The No Kill Solutions Conference by Nathan Winograd on May 3-4 was a sell out!!!!

Animal welfare leaders representing private shelters, municipal shelters, rescue groups and volunteers from all over the country were in attendance. Sadly there was no representation from our own private shelter in Indianapolis that has closed its doors to strays.

A better summary of the program could not be written than this provided by Connie. Thanks to her for this piece.

Here in her own words:

Dear friends and family and even a few casual acquaintances,

I never thought I would be a zealot convert kind of person, but I just spent two days listening to Nathan Winograd discuss that it really is possible to have a society in which we do not kill healthy, non-aggressive, adoptable animals — ever. No kill means no kill, not just not killing the easily adoptable animals.

Nathan has written a book entitled Redemption: The Myth of Pet Overpopulation and the No Kill Revolution in America.

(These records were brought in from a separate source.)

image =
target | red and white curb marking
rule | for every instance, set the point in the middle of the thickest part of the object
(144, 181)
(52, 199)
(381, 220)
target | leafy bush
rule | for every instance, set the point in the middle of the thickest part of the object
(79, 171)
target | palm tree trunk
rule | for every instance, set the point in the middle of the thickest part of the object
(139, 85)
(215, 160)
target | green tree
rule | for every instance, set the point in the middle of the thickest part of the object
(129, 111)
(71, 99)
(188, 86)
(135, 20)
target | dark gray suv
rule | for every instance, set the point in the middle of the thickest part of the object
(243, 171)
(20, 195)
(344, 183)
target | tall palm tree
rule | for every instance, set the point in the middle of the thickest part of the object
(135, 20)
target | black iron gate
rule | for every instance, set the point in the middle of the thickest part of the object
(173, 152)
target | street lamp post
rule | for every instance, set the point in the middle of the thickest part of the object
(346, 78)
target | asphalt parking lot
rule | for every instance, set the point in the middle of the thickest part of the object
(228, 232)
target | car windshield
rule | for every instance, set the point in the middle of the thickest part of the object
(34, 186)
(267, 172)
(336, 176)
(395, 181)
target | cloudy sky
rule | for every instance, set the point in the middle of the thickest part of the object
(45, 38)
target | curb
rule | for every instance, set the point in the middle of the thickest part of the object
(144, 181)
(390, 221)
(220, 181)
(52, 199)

All of my life I found it depressing to think of all of the animals in shelters across the country who are killed each year (an estimated 5 million). Animals like Batman who are great companions, but who for one reason or another found themselves in a shelter situation. I bought into the Humane Society rhetoric that it was better to provide a humane death because there just weren’t enough homes for them all, but it always bothered me to think that perfectly wonderful animals were dying. I thought I was alone. But, I’m not and not only am I not alone, but Nathan Winograd has actually been out doing what everyone in the HSUS, ASPCA and PETA say is impossible. He has worked at shelters in large cities, rural areas, blue states and red states and at all of those shelters he has turned them around so that they have save rates for both dogs and cats of higher than 90 percent. The ones who are dying are the ones deemed too aggressive or which have an illness or injury that is considered poor or grave in its prognosis. ALL other animals are treated based on whether they need medical treatment or behavioral treatment and then put back on the shelter adoption floor. He has done this in open intake shelters (meaning not a private place that gets to pick and choose what it takes, but shelters that have to take anything that comes through the door).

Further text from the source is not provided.